Emblem of the Eurasian Economic Union (Image: Wiki Commons) |
By Neil Thompson
Russia’s traditional dominance of Central Asia is being tested by China’s economic appeal.
Russia’s President Vladimir Putin famously described the collapse of the Soviet Union as “the greatest geopolitical catastrophe” of the 20th century. A conservative Russian nationalist, Putin has lamented the break-up of the old Soviet Union, not because he regretted the disappearance of communism, but because of the severing of the numerous and deep economic, linguistic, social, and cultural connections that linked most of the fifteen constituent republics of the old USSR. It is these ties he is keen to recreate, albeit in a looser supranational union than the old federal structure which bound the fifteen national-homelands into one communist “state.”
This vision, if not exactly shared by a majority of the peoples living in the lands of the former Soviet Union, was received with some sympathy – at least until Ukraine’s easternmost Russian-speaking regions were roused to revolt by Russian intelligence operatives. For example, Kazakhstan’s President Nursultan Nazarbayev pushed hard for a customs union encompassing all of Soviet space for almost two decades without any Russian pressure to do so. His efforts recently culminated in the official launch in January of the Eurasian Economic Union (EEU), with Kazakhstan, Belarus and Russia as the founding members and ex-Soviet states such as Armenia being enticed to follow.

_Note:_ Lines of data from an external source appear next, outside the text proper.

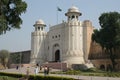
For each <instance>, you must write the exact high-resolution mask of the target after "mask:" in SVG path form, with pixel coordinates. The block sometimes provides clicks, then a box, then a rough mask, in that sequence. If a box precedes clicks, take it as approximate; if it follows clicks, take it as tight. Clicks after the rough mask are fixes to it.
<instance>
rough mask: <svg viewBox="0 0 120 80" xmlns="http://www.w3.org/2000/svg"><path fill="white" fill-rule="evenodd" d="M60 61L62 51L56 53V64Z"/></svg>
mask: <svg viewBox="0 0 120 80" xmlns="http://www.w3.org/2000/svg"><path fill="white" fill-rule="evenodd" d="M59 61H60V50H56V52H55V62H59Z"/></svg>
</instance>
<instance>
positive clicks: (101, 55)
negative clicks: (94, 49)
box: [89, 53, 120, 60]
mask: <svg viewBox="0 0 120 80" xmlns="http://www.w3.org/2000/svg"><path fill="white" fill-rule="evenodd" d="M114 56H115V59H120V53H119V54H115V55H114ZM89 59H90V60H94V59H110V55H109V54H103V53H96V54H95V53H91V54H90V55H89Z"/></svg>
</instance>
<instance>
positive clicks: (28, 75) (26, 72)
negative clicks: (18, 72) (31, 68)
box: [26, 67, 30, 76]
mask: <svg viewBox="0 0 120 80" xmlns="http://www.w3.org/2000/svg"><path fill="white" fill-rule="evenodd" d="M29 74H30V69H29V67H27V70H26V75H27V76H29Z"/></svg>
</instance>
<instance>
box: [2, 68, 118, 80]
mask: <svg viewBox="0 0 120 80" xmlns="http://www.w3.org/2000/svg"><path fill="white" fill-rule="evenodd" d="M34 69H35V68H34V67H30V74H34ZM26 70H27V68H26V67H24V68H19V69H18V70H16V69H15V68H14V69H6V70H0V72H10V73H21V74H26ZM52 71H57V70H55V69H53V70H52ZM37 75H43V76H44V74H43V73H40V74H37ZM49 76H61V77H70V78H75V79H79V80H120V78H113V77H95V76H79V75H65V74H49Z"/></svg>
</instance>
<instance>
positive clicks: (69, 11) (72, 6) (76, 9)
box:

The three countries presently in the EEU are home to 173 million people and have a combined GDP of $2.4 trillion. But they all have high levels of corruption and state interference in the economy. With their inefficient bureaucracies and brittle authoritarian regimes it is an open question whether their squabbling governments can integrate Eurasia into a rules-based market economy. The organization is already suffering from a credibility gap in Europe, with Georgia, Ukraine and the Baltic States having already tilted towards the West, while Azerbaijan treads warily between the EU and Russia. Perhaps more surprisingly in view of their lower levels of economic development and greater geographic distance from the lucrative markets of the West, most of the Central Asian republics have held back as well. This leaves the EEU unlikely to attract many other ex-Soviet states, except for Kyrgyzstan and Armenia.